As I think about it, I realize that it wasn't always this way. Many of us grew up in a world pretty much built with slide rules, good for about three, maybe four, places of arithmetic accuracy. Just think how many great bridges, buildings, airplanes, ships, and other structures -- even the computer itself -- were designed by engineers working only with slide rules and log tables. (And the atom bomb, too, though the Los Alamos scientists did rely on banks of Marchant calculating machines, which they worked extremely hard and ended up fixing themselves, and some specially-rigged punch-card tabulators from IBM.)
And we do hear lots of talk about fuzzy logic, and here at Datacenter Acceleration, we've written about some new computing architectures that work with probabilistic data as a way to gain sizable processing speedups.
Still, too many businesspeople are suckers for significant digits. It's more impressive, they seem to believe, to talk about sales being up 63.42 percent in Europe instead of just saying "up two-thirds."
It turns out that a number of companies working in the database field, a.k.a. big-data analytics, see opportunities to gain speed at the cost of accuracy. A data-warehouse software-maker called Infobright, for instance, has developed something it calls Rough Query. If I understand it correctly, by working with summaries of data, Infobright's code can provide useful insights several orders of magnitude faster than usual.
Meanwhile, Datameer, developing big-data software, is out to get more interactive performance out of Hadoop, which is generally thought of as a batch-processing tool. To help with that, Datameer makes it possible to run queries against samples of a large dataset and also against intermediate Hadoop results.
Executives from a company called Attivio were interviewed in MIT Sloan Management Review, talking about "Why Companies Have to Trade 'Perfect Data' for 'Fast Info'." "Analytics don't have to be based on super-precise data," they assert. "The report doesn't have to be perfect. It needs to capture the behavior, not the totality of it."
Even Oracle, a leader in relational DBMS, has seen the light. Its researchers have published a paper showing the benefits of limiting the time used to process standard SQL queries and thus obtain useful results faster than usual.

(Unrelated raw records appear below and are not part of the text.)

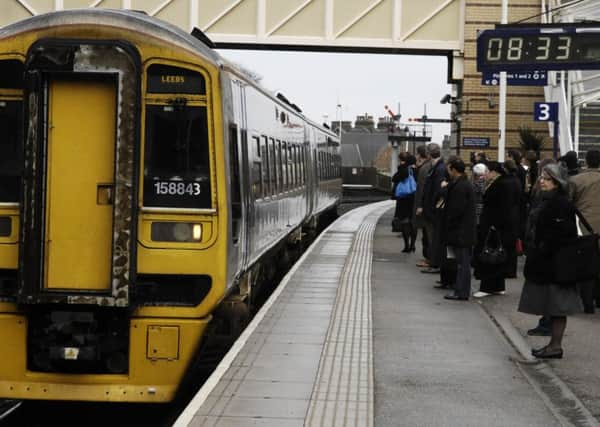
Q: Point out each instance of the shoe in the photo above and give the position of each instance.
(453, 297)
(546, 353)
(540, 332)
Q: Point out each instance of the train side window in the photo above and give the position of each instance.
(266, 172)
(11, 150)
(257, 171)
(176, 159)
(290, 168)
(236, 200)
(273, 166)
(284, 165)
(279, 154)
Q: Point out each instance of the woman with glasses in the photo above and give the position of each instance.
(550, 224)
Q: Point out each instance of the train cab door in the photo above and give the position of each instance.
(240, 180)
(79, 181)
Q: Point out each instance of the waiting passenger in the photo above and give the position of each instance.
(550, 224)
(458, 227)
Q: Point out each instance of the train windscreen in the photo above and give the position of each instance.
(176, 171)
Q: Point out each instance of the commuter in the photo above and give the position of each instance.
(521, 173)
(432, 203)
(478, 181)
(458, 227)
(544, 323)
(550, 223)
(498, 225)
(448, 264)
(571, 162)
(586, 189)
(423, 167)
(404, 205)
(531, 158)
(516, 213)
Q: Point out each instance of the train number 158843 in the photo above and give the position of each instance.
(176, 188)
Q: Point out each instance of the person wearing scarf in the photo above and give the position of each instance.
(551, 223)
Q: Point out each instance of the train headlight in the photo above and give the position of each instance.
(175, 232)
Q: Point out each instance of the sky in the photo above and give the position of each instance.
(361, 83)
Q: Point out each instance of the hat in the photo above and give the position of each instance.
(558, 174)
(479, 169)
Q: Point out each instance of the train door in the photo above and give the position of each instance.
(79, 228)
(240, 174)
(79, 184)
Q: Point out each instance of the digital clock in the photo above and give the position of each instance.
(538, 48)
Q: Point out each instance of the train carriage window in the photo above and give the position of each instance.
(266, 170)
(176, 159)
(279, 154)
(273, 166)
(257, 171)
(290, 168)
(11, 150)
(284, 166)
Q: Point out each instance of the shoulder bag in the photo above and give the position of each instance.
(407, 187)
(579, 259)
(492, 254)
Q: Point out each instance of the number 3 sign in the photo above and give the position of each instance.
(545, 111)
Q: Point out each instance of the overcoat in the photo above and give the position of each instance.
(501, 201)
(458, 218)
(555, 225)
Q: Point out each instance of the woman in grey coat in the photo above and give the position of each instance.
(549, 226)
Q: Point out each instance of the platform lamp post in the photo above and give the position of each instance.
(339, 108)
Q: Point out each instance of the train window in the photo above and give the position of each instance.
(272, 166)
(11, 74)
(176, 159)
(278, 154)
(236, 200)
(257, 171)
(266, 170)
(169, 79)
(290, 169)
(284, 165)
(11, 150)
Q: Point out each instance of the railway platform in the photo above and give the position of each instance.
(355, 335)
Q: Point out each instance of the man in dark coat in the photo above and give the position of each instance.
(432, 192)
(458, 227)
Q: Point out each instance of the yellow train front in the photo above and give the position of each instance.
(123, 224)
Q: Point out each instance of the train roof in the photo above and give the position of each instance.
(132, 20)
(142, 23)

Miller has coined the term "approximate BI" for this kind of thinking. It doesn't refer to any specific kind of technology, just a general idea. And I suspect it will be a lasting idea, for even as there is more computing power available to analyze data at high speed, the volumes of data available will grow even faster. And so, the need for fast observations, quick summaries, and rapid trending will only grow stronger.